Yeast prions: could they be exaptations? The URE2/[URE3] system in Kluyveromyces lactis

• Published in: FEMS yeast research Vol. 11; no. 1; pp. 151 - 153
• Main Authors: Safadi, Rim Al, Talarek, Nicolas, Jacques, Noémie, Aigle, Michel
• Format: Journal Article
• Language: English
• Published: Oxford, UK Blackwell Publishing Ltd 01.02.2011; Oxford University Press; Oxford University Press (OUP)
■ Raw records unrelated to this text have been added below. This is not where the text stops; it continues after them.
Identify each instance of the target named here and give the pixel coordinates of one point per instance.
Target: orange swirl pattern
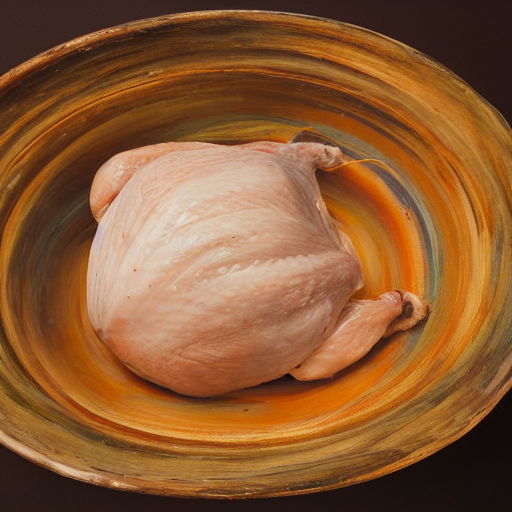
(437, 221)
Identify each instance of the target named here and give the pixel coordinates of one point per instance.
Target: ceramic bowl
(435, 219)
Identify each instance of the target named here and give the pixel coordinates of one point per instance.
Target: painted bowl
(434, 218)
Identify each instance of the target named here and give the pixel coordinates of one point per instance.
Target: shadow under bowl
(435, 220)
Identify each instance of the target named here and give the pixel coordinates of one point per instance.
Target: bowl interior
(433, 220)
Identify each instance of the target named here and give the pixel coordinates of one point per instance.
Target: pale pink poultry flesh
(216, 268)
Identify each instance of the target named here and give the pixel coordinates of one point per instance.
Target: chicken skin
(216, 268)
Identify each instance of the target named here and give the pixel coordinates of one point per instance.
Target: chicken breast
(216, 268)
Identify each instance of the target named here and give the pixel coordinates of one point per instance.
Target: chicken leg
(361, 325)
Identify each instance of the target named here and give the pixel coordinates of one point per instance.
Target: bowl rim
(87, 41)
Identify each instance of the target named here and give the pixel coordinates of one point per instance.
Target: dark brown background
(474, 41)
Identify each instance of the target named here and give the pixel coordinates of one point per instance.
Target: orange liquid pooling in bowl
(435, 220)
(74, 367)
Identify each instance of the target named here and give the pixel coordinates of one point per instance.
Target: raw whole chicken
(216, 268)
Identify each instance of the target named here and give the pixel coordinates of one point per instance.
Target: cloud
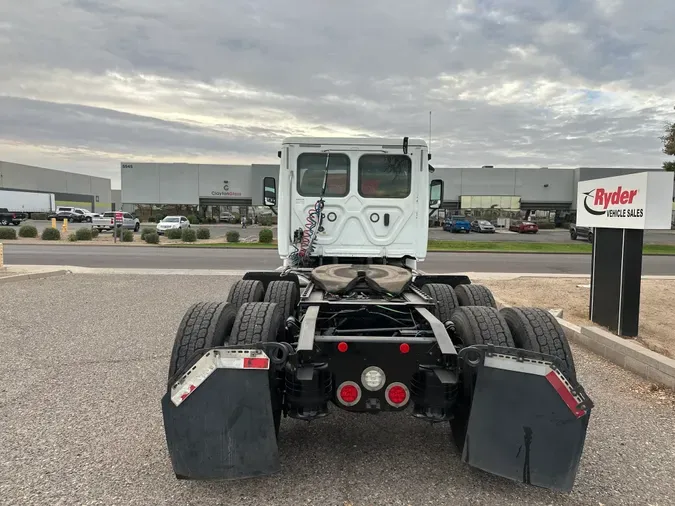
(86, 83)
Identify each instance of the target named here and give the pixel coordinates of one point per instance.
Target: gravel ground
(80, 419)
(656, 323)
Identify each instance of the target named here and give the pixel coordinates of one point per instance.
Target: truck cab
(353, 199)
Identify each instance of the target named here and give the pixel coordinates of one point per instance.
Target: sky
(85, 84)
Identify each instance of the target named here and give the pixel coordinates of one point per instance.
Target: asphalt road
(549, 236)
(81, 423)
(242, 259)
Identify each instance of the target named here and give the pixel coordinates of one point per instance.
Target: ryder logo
(602, 199)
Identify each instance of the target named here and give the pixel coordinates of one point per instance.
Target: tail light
(397, 394)
(349, 393)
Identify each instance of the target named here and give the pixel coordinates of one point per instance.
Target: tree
(669, 146)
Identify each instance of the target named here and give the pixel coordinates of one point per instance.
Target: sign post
(119, 222)
(620, 209)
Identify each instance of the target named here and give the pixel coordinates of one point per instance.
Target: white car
(171, 222)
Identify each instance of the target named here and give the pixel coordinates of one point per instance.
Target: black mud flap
(527, 421)
(223, 426)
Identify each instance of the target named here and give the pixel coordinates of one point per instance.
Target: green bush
(189, 235)
(51, 234)
(151, 238)
(7, 233)
(84, 234)
(27, 231)
(174, 233)
(265, 235)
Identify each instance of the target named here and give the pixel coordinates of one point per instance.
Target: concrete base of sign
(616, 270)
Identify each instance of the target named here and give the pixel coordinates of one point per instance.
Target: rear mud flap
(527, 421)
(223, 426)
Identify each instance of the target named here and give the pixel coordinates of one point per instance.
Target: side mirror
(270, 192)
(436, 194)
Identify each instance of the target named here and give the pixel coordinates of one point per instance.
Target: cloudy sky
(87, 83)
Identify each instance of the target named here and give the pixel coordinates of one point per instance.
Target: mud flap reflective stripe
(527, 422)
(224, 427)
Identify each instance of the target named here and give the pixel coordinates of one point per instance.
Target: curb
(33, 275)
(623, 352)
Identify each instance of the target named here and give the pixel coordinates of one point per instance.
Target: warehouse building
(509, 189)
(69, 189)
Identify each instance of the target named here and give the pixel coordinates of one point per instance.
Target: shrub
(27, 231)
(189, 235)
(7, 233)
(174, 233)
(84, 234)
(265, 235)
(51, 234)
(151, 238)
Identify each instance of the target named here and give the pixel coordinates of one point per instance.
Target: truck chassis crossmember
(344, 324)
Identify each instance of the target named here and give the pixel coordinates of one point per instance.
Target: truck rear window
(311, 170)
(385, 176)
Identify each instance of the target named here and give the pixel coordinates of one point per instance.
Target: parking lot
(80, 418)
(547, 236)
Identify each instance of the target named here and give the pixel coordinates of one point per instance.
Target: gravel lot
(84, 367)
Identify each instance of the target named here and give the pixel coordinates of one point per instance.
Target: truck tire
(246, 290)
(537, 330)
(261, 322)
(475, 325)
(475, 295)
(205, 325)
(445, 298)
(287, 295)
• Subjects: adaptation; Biochemistry, Molecular Biology; Cell Behavior; Cellular Biology; exaptation; Fungal Proteins - genetics; Fungal Proteins - metabolism; Genes, Reporter; Glutathione Peroxidase - genetics; Glutathione Peroxidase - metabolism; Kluyveromyces - enzymology; Kluyveromyces lactis; Life Sciences; Molecular biology; Mutants; Phenotype; Polymorphism, Genetic; prion; Prion protein; Prions - genetics; Prions - metabolism; Saccharomyces; Selection, Genetic; Sequence Deletion; Yeast; prion; adaptation; exaptation; Kluyveromyces lactis
• ISSN: 1567-1356; 1567-1364
• DOI: 10.1111/j.1567-1364.2010.00700.x

We examined aspects of the URE2/[URE3] prion system in Kluyveromyces lactis, which lies on a different evolutionary branch from Saccharomyces. We first analysed the polymorphism of the prion-forming domain in 38 strains. Considerable differences were found between these two genera, with little variation within K. lactis. We then analysed the regulatory function of Ure2p, using a deletion of URE2. We assessed the deregulation of two reporter genes: DAL5 and GDH2. Both were derepressed in the mutant strain, as in Saccharomyces. Finally, we tried to obtain the [URE3] prion from K. lactis. Despite the use of many different experimental conditions, we were unable to obtain a prion from Ure2p. This finding calls into question the extent to which the prion form of Ure2p may be considered an evolutionary adaptation, instead suggesting that an exaptation phenomenon may be more likely than a continuous selection history.